Standing stone, Friarstown North, Co. Limerick
Co. Limerick |
Stone Monuments
Some archaeological sites are remarkable for what they contain.
This one in Friarstown North, County Limerick, is remarkable for what it almost certainly does not. Recorded in the national monuments database as a standing stone, the site sits in level pasture on a slight west-facing slope, roughly 65 metres north of the townland boundary with Fanningstown. There is nothing there. No stone, no stump, no socket hollow, no disturbance in the grass. The monument does not appear on Google Earth imagery taken in 2019, and according to researchers who have examined the historical record, there may never have been anything to see in the first place.
The doubts are longstanding and come from credible sources. Both Grogan (1989) and O'Kelly (1943) found no evidence that a standing stone ever existed at this location, and the compilers of the monument record, including Fiona Rooney who uploaded the entry in August 2020, note that the site may simply have been marked in the wrong place on an earlier map or survey. There is also the possibility that it is a duplicate entry, recorded twice under separate reference numbers, with the genuine candidate being the monument listed as LI013-095. A ringfort does exist in the general area, listed as LI022-037, lying around 165 metres to the southeast, which suggests the landscape was certainly used and settled in earlier periods. But for the standing stone itself, the paper trail leads to a cartographic question mark rather than any prehistoric monolith.

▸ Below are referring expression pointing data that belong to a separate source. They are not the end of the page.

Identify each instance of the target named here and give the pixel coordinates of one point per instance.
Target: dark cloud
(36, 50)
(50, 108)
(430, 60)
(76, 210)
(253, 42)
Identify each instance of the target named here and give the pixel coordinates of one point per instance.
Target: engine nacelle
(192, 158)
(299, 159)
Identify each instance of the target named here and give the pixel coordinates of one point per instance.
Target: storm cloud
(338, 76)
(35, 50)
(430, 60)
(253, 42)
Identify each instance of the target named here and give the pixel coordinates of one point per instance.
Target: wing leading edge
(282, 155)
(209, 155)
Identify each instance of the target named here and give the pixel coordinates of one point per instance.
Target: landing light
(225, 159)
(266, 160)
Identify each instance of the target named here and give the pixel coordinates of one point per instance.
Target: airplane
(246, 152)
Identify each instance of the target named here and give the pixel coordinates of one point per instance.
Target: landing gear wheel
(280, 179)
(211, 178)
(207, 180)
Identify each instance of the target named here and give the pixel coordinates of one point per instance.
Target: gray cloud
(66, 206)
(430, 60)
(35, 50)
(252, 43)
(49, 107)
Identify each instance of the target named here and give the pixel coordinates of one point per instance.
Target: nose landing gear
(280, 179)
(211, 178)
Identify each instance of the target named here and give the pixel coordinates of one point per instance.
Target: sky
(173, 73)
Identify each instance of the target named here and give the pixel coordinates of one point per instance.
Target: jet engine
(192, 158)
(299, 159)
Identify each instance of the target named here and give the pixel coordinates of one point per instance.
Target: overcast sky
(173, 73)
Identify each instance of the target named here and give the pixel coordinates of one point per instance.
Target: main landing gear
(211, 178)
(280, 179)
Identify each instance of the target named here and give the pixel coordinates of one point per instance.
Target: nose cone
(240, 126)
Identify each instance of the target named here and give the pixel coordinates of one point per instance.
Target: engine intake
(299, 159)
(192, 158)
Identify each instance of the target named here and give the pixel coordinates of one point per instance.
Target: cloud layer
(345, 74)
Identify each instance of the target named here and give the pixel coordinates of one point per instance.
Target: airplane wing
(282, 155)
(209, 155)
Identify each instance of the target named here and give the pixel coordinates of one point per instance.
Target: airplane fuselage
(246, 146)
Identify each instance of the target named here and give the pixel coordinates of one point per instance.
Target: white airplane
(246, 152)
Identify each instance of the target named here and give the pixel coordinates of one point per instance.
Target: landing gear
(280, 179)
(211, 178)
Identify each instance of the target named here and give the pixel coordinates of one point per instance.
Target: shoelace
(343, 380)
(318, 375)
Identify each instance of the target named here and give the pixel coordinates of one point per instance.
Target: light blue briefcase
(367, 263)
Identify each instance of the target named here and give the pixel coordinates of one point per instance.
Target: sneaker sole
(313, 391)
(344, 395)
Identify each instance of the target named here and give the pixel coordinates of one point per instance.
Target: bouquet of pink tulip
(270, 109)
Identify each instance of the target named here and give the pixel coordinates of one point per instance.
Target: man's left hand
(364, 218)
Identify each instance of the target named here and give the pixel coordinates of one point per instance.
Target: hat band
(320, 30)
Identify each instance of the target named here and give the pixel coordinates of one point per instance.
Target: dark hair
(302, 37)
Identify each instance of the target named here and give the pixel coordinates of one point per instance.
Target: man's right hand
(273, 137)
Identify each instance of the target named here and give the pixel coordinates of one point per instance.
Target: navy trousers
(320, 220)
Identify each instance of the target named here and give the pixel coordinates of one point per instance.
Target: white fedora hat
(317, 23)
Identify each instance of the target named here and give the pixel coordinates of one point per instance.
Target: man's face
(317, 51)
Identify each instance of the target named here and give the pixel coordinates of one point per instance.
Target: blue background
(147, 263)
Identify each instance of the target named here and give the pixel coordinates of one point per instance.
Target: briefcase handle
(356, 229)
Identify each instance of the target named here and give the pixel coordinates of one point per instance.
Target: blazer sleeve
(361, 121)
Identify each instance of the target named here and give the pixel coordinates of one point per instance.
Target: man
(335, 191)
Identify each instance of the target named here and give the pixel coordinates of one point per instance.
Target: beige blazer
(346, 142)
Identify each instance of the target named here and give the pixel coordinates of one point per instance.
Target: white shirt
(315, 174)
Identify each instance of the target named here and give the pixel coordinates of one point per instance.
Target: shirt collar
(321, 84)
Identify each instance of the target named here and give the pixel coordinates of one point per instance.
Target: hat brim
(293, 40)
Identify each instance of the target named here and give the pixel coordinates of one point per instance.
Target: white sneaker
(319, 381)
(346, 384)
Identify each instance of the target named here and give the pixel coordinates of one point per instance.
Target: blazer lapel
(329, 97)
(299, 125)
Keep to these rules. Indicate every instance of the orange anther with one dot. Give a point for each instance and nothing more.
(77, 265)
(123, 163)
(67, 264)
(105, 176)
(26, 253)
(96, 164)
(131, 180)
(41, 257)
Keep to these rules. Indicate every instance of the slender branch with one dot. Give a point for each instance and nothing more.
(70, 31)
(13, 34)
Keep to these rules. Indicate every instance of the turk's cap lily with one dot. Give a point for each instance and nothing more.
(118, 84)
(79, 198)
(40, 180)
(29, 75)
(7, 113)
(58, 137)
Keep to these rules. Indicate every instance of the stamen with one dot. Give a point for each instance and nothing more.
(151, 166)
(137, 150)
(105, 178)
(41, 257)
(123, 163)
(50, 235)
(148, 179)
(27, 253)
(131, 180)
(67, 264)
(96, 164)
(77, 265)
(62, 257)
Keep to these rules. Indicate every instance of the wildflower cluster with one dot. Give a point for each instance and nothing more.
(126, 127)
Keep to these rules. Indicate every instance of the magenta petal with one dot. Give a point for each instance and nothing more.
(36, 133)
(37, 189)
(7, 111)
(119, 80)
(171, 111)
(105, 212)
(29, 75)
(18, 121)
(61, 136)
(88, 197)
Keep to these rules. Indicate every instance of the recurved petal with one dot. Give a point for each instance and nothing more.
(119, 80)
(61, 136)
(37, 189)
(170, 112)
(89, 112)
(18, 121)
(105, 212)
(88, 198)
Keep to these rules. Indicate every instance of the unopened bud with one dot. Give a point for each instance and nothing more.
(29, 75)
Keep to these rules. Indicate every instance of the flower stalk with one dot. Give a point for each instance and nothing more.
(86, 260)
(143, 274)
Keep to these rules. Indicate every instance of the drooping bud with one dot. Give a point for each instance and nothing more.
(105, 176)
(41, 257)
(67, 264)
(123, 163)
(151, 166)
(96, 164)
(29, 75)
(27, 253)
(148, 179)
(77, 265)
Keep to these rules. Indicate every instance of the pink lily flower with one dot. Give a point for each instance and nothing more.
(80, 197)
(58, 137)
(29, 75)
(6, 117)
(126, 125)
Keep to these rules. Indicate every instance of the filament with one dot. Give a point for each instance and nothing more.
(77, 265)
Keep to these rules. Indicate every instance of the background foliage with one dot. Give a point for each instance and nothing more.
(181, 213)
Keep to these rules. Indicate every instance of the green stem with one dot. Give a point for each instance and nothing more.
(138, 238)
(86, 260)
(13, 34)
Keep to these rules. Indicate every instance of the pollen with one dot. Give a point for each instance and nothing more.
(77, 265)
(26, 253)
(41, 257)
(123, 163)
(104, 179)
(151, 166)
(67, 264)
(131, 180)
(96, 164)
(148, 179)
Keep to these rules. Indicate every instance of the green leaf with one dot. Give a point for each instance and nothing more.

For anyone curious enough to visit, the location is in open farmland and there is, by definition, nothing to find on the ground. What makes it worth knowing about is precisely that quality of institutional uncertainty: a site that exists as a database entry, complete with grid reference and monument number, while the object it describes remains unconfirmed and possibly imaginary. It sits as a small, accidental illustration of how the archaeological record is built, and occasionally misbuilt, from overlapping surveys, transcription errors, and the occasional ghost feature that travels forward through the literature without anyone ever going back to check.